32 Le caractère distinctif d’une marque au sens de l’article 7, paragraphe 1, sous b), du règlement 2017/1001 signifie que cette marque permet d’identifier le produit pour lequel l’enregistrement est demandé comme provenant d’une entreprise déterminée et donc de distinguer ce produit de ceux d’autres entreprises (voir arrêt du 21 janvier 2010, Audi/OHMI, C‑398/08 P, EU:C:2010:29, point 33 et jurisprudence citée).

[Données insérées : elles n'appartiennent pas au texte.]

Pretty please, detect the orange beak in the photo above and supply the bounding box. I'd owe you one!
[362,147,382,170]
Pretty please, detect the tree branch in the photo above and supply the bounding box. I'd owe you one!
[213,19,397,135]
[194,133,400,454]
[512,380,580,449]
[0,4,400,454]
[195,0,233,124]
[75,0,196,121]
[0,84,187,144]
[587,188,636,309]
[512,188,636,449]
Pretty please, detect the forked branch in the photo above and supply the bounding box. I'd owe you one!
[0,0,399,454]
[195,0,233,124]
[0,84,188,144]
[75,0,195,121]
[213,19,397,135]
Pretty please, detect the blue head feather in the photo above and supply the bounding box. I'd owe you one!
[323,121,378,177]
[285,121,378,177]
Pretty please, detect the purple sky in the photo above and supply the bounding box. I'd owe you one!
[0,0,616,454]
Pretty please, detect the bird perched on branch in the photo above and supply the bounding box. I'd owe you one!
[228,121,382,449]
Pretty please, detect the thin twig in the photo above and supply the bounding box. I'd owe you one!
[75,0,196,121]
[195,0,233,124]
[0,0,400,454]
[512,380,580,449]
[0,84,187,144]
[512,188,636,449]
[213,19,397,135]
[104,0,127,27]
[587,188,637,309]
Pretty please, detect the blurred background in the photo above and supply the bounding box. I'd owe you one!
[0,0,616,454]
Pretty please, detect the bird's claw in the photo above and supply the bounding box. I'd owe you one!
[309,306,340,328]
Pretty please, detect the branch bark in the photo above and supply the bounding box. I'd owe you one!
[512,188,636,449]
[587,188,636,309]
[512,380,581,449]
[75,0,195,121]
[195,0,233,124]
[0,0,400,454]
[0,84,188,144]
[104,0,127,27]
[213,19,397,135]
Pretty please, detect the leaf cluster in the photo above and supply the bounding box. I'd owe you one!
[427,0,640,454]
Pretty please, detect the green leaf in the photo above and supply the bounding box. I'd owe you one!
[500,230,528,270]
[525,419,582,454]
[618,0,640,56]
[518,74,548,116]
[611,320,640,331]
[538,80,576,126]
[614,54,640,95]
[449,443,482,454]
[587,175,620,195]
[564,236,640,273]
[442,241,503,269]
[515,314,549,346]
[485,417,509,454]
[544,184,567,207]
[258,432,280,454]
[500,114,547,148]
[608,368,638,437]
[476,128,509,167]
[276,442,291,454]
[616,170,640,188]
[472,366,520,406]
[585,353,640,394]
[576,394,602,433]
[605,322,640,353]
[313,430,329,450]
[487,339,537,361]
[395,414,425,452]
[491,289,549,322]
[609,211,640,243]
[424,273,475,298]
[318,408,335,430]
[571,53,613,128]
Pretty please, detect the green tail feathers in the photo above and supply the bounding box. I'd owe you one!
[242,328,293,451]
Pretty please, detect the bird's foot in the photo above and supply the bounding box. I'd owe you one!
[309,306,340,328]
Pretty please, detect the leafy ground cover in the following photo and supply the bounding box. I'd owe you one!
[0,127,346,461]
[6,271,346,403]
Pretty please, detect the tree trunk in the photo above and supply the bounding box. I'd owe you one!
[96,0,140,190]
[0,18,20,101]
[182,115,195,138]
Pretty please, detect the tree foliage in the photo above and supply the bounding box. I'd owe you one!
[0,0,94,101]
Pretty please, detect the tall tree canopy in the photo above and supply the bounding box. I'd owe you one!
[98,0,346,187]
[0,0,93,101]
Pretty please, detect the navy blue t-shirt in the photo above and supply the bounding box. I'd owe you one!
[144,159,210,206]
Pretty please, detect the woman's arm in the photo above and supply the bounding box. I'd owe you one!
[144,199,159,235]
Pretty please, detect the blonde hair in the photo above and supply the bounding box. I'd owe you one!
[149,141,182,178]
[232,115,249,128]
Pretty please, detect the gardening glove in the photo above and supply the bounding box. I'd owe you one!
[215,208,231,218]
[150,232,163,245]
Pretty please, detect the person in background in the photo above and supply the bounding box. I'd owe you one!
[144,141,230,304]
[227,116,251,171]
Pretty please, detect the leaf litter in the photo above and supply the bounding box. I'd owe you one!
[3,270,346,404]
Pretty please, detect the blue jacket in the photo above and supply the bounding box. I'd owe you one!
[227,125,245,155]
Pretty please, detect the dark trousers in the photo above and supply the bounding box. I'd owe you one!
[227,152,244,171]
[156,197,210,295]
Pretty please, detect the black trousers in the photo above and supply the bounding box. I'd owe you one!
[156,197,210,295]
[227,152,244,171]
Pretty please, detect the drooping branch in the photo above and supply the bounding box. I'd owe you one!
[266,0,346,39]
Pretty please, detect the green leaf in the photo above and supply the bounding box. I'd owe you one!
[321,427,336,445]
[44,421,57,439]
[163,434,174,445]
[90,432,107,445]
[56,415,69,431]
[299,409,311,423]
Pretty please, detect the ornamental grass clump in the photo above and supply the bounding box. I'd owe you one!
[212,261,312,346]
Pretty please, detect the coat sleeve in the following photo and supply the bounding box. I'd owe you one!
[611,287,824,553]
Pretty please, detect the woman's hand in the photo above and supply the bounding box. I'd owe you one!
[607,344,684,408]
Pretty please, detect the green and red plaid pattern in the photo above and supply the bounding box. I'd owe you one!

33 La notion d’intérêt général sous-jacente à l’article 7, paragraphe 1, sous b), du règlement 2017/1001 se confond, à l’évidence, avec la fonction essentielle de la marque qui est de garantir au consommateur ou à l’utilisateur final l’identité d’origine du produit ou du service désigné par la marque, en lui permettant de distinguer sans confusion possible ce produit ou ce service de ceux qui ont une autre provenance (voir, en ce sens, arrêt du 29 avril 2004, Henkel/OHMI, C‑456/01 P et C‑457/01 P, EU:C:2004:258, point 48).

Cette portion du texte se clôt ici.